Europe’s first EGNOS airport to guide down giant Beluga aircraft
Pau Pyrénées in southern France has become Europe’s first airport to use the new EGNOS Safety-of-Life Service, to guide aircraft in for landing using only this highly accurate space navigation signal.
Clermont-Ferrand Airport in central France is also set to start using EGNOS – serving mainly business aircraft – while Marseilles Airport should also join them, chosen because it is used by Eurocopter for helicopter certification.
Le Bourget Airport is also scheduled to be equipped with EGNOS by the time the Paris Air Show starts in June.
The European Geostationary Navigation Overlay System (EGNOS) combines geostationary satellites with a network of ground stations to sharpen the accuracy of and integrity of GPS signals across Europe.
On 2 March the EGNOS Safety-of-Life Service was officially made available for the safety-critical task of providing vertical guidance to aircraft on final approach.
This represents the culmination of 15 years work by ESA, the European Commission, the EGNOS Operator and Infrastructure Group - a club of seven European Air Navigation Service Providers - and Eurocontrol, the European Organisation for the Safety of Air Navigation.
Eurocontrol is now working with the air navigation service providers in Europe, the airspace users and the national civil aviation authorities to promote the use of EGNOS. France’s Directorate General for Civil Aviation (DGAC) is among their most active partners.
“Before a suitably equipped aircraft can perform EGNOS-based approaches to any runway, a dedicated approach procedure has to be published,” explained Benoit Roturier of DGAC.
“We aim to publish as many procedures as we can. By 2020, all of France’s approximately 100 airports should be EGNOS-capable.
“From the point of view of navigation strategy we see many benefits, notably improving safety on smaller runways, where no vertically guided approach is available.
“For instance, the availability of EGNOS-based approaches should prevent such serious accidents as the crash in 1992 involving an Airbus 320 near Strasbourg.
“EGNOS gives reliable vertical guidance everywhere, without any additional local ground-based infrastructure.”
Today France is one of the the European states with the most runways equipped with instrument landing system (ILS) infrastructure, but over time the aim would be to rationalise deployment of this expensive equipment, gradually replacing ILS with EGNOS-based procedures offering more or less the same level of performance.
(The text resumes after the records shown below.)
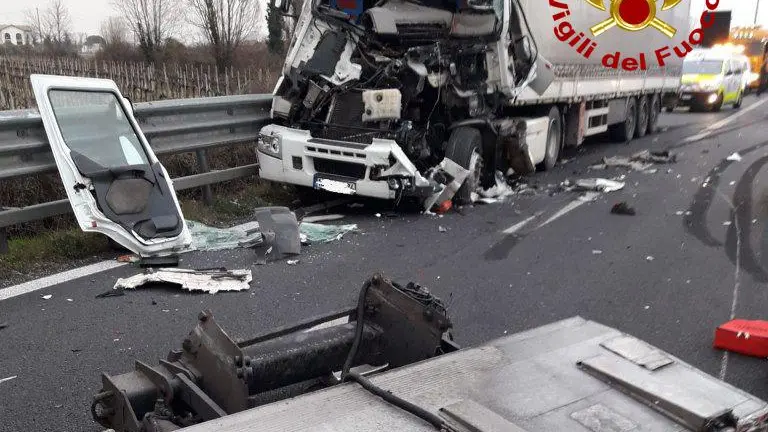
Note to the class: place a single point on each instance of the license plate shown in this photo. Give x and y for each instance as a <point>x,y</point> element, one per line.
<point>336,186</point>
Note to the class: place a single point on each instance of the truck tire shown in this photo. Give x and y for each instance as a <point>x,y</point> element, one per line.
<point>465,148</point>
<point>554,140</point>
<point>643,116</point>
<point>653,114</point>
<point>624,131</point>
<point>739,101</point>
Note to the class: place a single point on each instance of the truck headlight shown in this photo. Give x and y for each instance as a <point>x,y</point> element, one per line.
<point>270,145</point>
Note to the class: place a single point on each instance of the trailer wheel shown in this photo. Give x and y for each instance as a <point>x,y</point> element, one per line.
<point>643,117</point>
<point>465,148</point>
<point>653,114</point>
<point>554,140</point>
<point>623,132</point>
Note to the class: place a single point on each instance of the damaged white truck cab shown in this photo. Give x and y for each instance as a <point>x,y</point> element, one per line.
<point>113,180</point>
<point>374,98</point>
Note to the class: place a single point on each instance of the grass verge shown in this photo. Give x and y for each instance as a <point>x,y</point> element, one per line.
<point>32,254</point>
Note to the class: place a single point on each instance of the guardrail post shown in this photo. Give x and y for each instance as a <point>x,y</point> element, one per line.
<point>202,164</point>
<point>3,241</point>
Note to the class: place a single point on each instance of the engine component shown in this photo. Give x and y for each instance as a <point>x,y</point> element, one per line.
<point>212,375</point>
<point>382,104</point>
France aims to target regional airports and smaller airlines serving business travellers first – the same development strategy that has worked well for the Wide Area Augmentation System, the US equivalent of EGNOS.
“Pilots don’t need much retraining, as EGNOS works in much the same way as the current ILS,” added Mr Roturier.
Beluga planes used for transporting Airbus aircraft parts between industrial sites all over Europe will be the first large EGNOS-equipped aircraft, with their first certification flights due to take place later this spring.
“Airbus Transport became interested because their planes go to smaller runways that are not always ILS-equipped, and they use Pau for training,” explained Mr Roturier.
“Eurocontrol, through their ‘EGNOS Pioneers’ programme, helped to equip the Belugas and to develop the first procedure, by sponsoring a consortium led by EGIS-AVIA, a company specialising in air transport.
“The main Airbus company also plans to equip its new A-350 line with EGNOS. The next phase on the avionics side, aiming at expanding the range of EGNOS-equipped users, would be to look at retrofitting existing aircraft.”